A two-pipe case not solved
Duff Hart-Davis
THE HITLER/HESS DECEPTION by Martin Allen HarperCollins, £19.99, pp. 324, ISBN 0007141181 Where was Hitler's deputy Rudolf Hess heading when he took off in his Messerschmitt 110 from Augsburg, near Munich, on the evening of 10 May 1941? What was he trying to achieve? Was it he or a double who came to earth at Eaglesham, south of Glasgow, later that evening?
The puzzle has fascinated historians for more than 60 years, and still is by no means solved. Martin Allen's The Hitler/Hess Deception is the latest attempt, but although the book claims to lay bare 'British Intelligence's best-kept secret of the second world war', it answers by no means all the riddles.
The author sets out by taking what might be described as the traditional line — that Hess was trying to arrange a peace treaty between Germany and England, and that he flew to Scotland hoping to meet the leading members of what he believed to be a faction disloyal to Churchill, the Prime Minister. Earlier writers have shown that senior British politicians and intelligence officers were certainly expecting some high-ranking Nazi to arrive that evening in May.
Mr Allen's central theme is that Hess was lured into a trap — not by a treacherous splinter group, but by a cunningly woven web of deceit, master-minded by the section of Special Operations Executive known as S01. Far from working behind Churchill's back (the author claims), the plotters had his full support — the aim being to persuade Hitler that a dissident peace party did exist in England, that its members had a real chance of overthrowing Churchill, and might conclude a deal with Germany. By this means, SO1 believed, it would encourage Hitler to launch his attack on Russia — which he did on 22 June 1941 — and so take the pressure off the West.
Earlier accounts have cast suspicion on the integrity of diplomats like Sir Samuel Hoare, the British ambassador in Madrid, and Lord Halifax, who in 1940 was suddenly relieved of his job as foreign secretary and posted as ambassador to Washington; but Martin suggests that these and other prominent figures were all playing SO l's game. So, too, was the Duke of Kent (King George VI's younger brother), who apparently agreed to act as a royal (and therefore exceptionally attractive) decoy, and was in Scotland on the night of 10 May, to receive the German airman.

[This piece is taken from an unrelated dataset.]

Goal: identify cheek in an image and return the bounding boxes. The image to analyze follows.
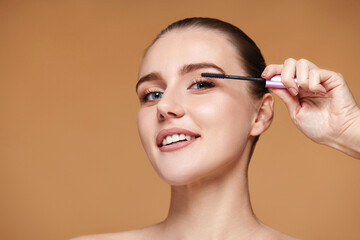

All this is interesting, and the author's research has been commendably wideranging. But The Hider/Hess Deception is vitiated by two serious faults. First, it is poorly written, with far too many clichés, far too many sentences beginning 'Intriguingly. . .', excessive dependence on 'probably', 'almost certainly', 'it is extremely likely that', and constant use of those maddening constructions 'He was to be . . . who were to be ... who would become. ..
Second, Mr Martin's use of evidence is highly selective: he includes facts that support his thesis, but ignores any that do not. Worst of all, he does not even mention, let alone try to explain, the very strong possibility (now accepted by many historians) that the man who reached Scotland was not Hess at all.
Why did the lone pilot — who was supposed to have come direct from the Fuhrer — have no idea what Hitler was thinking or planning? Why were men who had known the real Hess before the war not allowed to see the prisoner? Why did Churchill forbid any photograph to be taken of him while he was in England? Why, above all, did his chest bear no trace of any wound, when the real Hess had been shot through the left lung during the first world war? No book can solve the mystery unless it gives such questions serious consideration.